Home Sweet Loan
Beberapa hari yang lalu saya menonton film Home Sweet Loan (HSL) yang pada intinya
mengisahkan Kaluna yang berusaha mendapatkan rumah cicilan di antara konflik
dalam keluarga besarnya. Sebenarnya penceritaan film ini terlalu muda bagi
saya, kalau dilihat dari karakter utamanya yang berusia 20-30-an, tetapi waktu
itu memang saya sedang ingin menonton film dan HSL adalah pilihan yang paling
menarik bagi saya. Beberapa tahun terakhir ini saya melihat film Indonesia yang
ditayangkan di bioskop makin menarik ditonton. Menonton film buatan negeri
memiliki kesenangan dan kemudahan tersendiri karena kita tidak perlu
mengartikan percakapan para pemerannya. Lain halnya jika menonton film asing
terutama film Barat, jarak antara film dan saya sebagai penonton terasa lebih jauh,
meskipun ada subtitle alias takarir.
HSL juga mengisahkan kehidupan sehari-hari, yang bisa
berkaitan dengan banyak orang. Bagaimana tidak, tidak sedikit orang yang
berjuang untuk mendapatkan rumah yang makin lama makin mahal. Kisah cinta hanya
hadir sebagai bumbu. Secara keseluruhan saya merasa puas dan terkesan menonton
film ini. HSL terasa membumi, dibandingkan dengan
film Marvel yang tidak jarang terasa mengawang-awang.
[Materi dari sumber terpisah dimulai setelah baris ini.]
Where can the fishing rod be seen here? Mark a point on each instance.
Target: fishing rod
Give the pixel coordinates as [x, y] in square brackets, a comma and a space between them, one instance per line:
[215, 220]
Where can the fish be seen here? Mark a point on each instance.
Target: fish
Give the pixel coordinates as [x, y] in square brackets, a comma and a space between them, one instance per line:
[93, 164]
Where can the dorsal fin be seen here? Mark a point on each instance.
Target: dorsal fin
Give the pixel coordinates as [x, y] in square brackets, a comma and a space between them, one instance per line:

Namun, dengan menonton
film Barat seperti film superhero Marvel dan DC kita mendapatkan kelebihan
lain, seperti menikmati efek spesial dalam film-film yang pembuatannya bisa
mencapai puluhan juta dollar AS. Bayangkan, mereka sudah bersusah payah membuat
film yang mahal dan kita sebagai penontonnya hanya perlu mengeluarkan uang
beberapa puluh ribu rupiah untuk menikmati hasilnya.